Looking at some of on the ground statistics and actions by key GCC States:
KSA (Kingdom of Saudi Arabia), as of late April have >4,500 cases, increasing by 5-6% per day. The Government has implemented a full lockdown except for essential services and a complete curfew from 8pm to 6am each day. Holy sites in Mecca and Medina have been closed with highly restricted access, this resulting in a significant impact on Islamic holy tourism, estimated to be approximately five million arrivals a year.
To combat the impact the Government has provided interest free funding to banks to allow for payment and interest holidays, KSA nationals have been assured salary for any companies unable to pay salaries, Government fees and rental reductions.
The shutdown is severely impacting all sectors, including the consumer sector, and our investee company Kudu (leading QSR chain) is having to navigate a very difficult environment and earn its revenues exclusively from home delivery and take away (during restricted operating hours).
UAE (United Arab Emirates), to date has >5,000 cases, increasing by 7-8% per day. This virus impact has been significant especially in the busy hub of Dubai, which thrives on tourism and retail footfall. UAE as a whole is exposed to Oil & Gas revenue, tourism and real estate, all of which are under significant pressure.
The feelings of many are of high concern and worry due to job security and delays in business resumption. The Government has implemented a full lockdown from 1 April 2020, stopped all airlines operations and a number of hotels have shut down until tourism opens again.

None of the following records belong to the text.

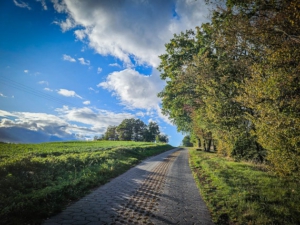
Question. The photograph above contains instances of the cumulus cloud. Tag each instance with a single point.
(22, 4)
(68, 93)
(92, 89)
(99, 70)
(130, 29)
(98, 119)
(115, 65)
(43, 82)
(44, 5)
(68, 58)
(2, 95)
(134, 89)
(84, 62)
(48, 89)
(38, 127)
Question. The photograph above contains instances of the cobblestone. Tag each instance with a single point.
(160, 190)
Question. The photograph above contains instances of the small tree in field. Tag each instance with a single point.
(161, 138)
(186, 142)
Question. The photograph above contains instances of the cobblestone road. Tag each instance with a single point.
(160, 190)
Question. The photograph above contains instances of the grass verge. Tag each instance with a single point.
(39, 180)
(244, 193)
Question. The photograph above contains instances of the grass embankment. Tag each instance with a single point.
(38, 180)
(244, 193)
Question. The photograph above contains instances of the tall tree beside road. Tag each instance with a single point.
(236, 81)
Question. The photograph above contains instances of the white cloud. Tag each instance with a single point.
(68, 58)
(137, 31)
(2, 95)
(80, 34)
(115, 64)
(133, 89)
(22, 4)
(68, 93)
(44, 5)
(98, 119)
(92, 89)
(59, 6)
(99, 70)
(64, 125)
(84, 62)
(43, 82)
(48, 89)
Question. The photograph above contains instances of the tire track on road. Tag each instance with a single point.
(143, 203)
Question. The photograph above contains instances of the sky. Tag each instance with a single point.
(71, 68)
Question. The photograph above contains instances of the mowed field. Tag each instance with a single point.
(39, 180)
(244, 192)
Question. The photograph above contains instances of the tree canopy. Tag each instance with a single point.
(236, 81)
(135, 130)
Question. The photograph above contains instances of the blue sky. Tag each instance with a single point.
(70, 68)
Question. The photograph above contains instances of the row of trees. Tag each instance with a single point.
(236, 81)
(134, 130)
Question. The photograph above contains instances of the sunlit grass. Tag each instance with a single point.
(244, 193)
(37, 180)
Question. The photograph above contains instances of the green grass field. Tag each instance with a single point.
(244, 193)
(38, 180)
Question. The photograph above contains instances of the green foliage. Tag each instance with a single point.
(38, 180)
(186, 142)
(111, 133)
(235, 81)
(244, 193)
(132, 130)
(161, 138)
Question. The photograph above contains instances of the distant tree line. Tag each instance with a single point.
(134, 130)
(235, 82)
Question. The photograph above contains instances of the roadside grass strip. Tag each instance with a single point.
(243, 192)
(39, 180)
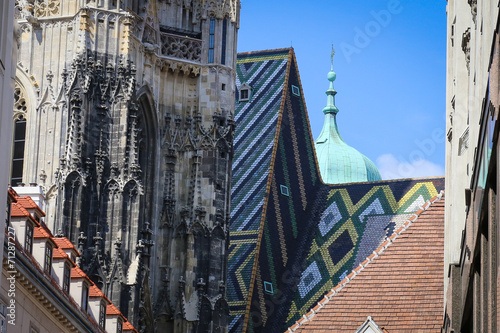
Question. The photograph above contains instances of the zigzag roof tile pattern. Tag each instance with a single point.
(400, 285)
(292, 237)
(256, 120)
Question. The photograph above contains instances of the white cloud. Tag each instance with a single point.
(392, 168)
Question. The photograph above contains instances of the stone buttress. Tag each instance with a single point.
(129, 111)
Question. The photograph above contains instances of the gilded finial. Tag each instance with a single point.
(333, 54)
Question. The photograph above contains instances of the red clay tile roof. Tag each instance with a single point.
(59, 254)
(12, 194)
(76, 272)
(400, 285)
(28, 203)
(65, 243)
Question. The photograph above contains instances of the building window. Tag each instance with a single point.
(66, 276)
(48, 258)
(19, 131)
(119, 326)
(18, 152)
(3, 317)
(28, 242)
(211, 41)
(224, 33)
(85, 297)
(268, 287)
(245, 91)
(102, 315)
(284, 190)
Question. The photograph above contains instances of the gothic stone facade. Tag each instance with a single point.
(124, 116)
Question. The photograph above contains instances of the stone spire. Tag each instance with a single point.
(338, 162)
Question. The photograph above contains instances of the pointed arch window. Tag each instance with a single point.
(211, 41)
(19, 129)
(66, 277)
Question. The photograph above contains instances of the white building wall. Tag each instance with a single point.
(466, 86)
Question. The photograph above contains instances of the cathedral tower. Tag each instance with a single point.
(124, 117)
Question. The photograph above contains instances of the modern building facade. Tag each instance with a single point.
(124, 117)
(472, 292)
(338, 162)
(43, 289)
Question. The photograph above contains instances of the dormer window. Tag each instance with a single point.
(48, 258)
(66, 276)
(102, 315)
(245, 92)
(28, 242)
(211, 41)
(85, 297)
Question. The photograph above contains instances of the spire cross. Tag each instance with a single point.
(333, 54)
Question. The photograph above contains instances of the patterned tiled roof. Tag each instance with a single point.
(41, 232)
(292, 238)
(256, 120)
(17, 210)
(400, 285)
(28, 203)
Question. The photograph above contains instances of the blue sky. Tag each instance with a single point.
(391, 68)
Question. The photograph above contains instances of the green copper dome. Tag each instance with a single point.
(338, 162)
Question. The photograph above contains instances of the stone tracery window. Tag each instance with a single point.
(19, 135)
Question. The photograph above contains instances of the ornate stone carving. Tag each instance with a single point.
(46, 8)
(180, 47)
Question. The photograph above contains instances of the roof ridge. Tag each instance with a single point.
(262, 51)
(335, 290)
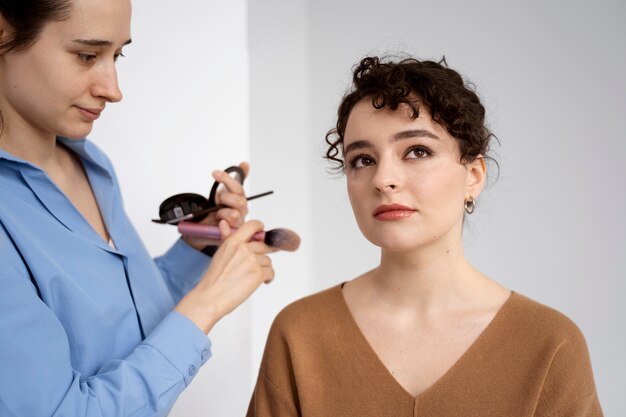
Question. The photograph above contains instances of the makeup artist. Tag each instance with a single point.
(90, 325)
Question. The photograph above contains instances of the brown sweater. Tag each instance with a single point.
(530, 361)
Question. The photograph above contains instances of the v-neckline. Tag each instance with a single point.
(474, 346)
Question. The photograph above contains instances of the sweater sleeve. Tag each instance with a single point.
(569, 388)
(275, 393)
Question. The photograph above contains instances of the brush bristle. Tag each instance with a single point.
(283, 239)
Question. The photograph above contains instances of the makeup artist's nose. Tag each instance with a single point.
(106, 85)
(386, 178)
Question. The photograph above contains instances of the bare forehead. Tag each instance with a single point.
(107, 19)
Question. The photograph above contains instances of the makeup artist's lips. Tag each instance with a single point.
(89, 114)
(392, 212)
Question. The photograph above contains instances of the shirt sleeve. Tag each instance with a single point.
(38, 378)
(181, 267)
(569, 388)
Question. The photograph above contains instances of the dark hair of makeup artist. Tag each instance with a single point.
(451, 101)
(26, 18)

The shutdown is severely impacting all sectors, including the consumer sector, and our investee company Kudu (leading QSR chain) is having to navigate a very difficult environment and earn its revenues exclusively from home delivery and take away (during restricted operating hours).
The Government has undertaken a major city disinfection drive and has restricted access in certain areas that are identified as high risk. There is a major drive to move all services online and that is incentivised by the Government. The target for businesses to slowly resume is expected from 1 May 2020 onwards.
Qatar and Bahrain, have similar numbers to date of >4,000 cases, increasing by 3-5% per day. Kuwait and Bahrain, which are much smaller populations have >1,000 cases and increasing by 5% per day. Similar restrictions as in UAE and KSA are being applied as well.
Families are having to adjust to the new norm with children studying from home, this is expected to continue for the rest of the academic year until end of June 2020. Lifestyles are restricted to apartments or villas with restricted ability to conduct any outside sporting activities. Socialising is now entirely virtual.
As GCC, braces for the sweltering summer temperatures in next few weeks people continue to live hoping and praying for life back to normal.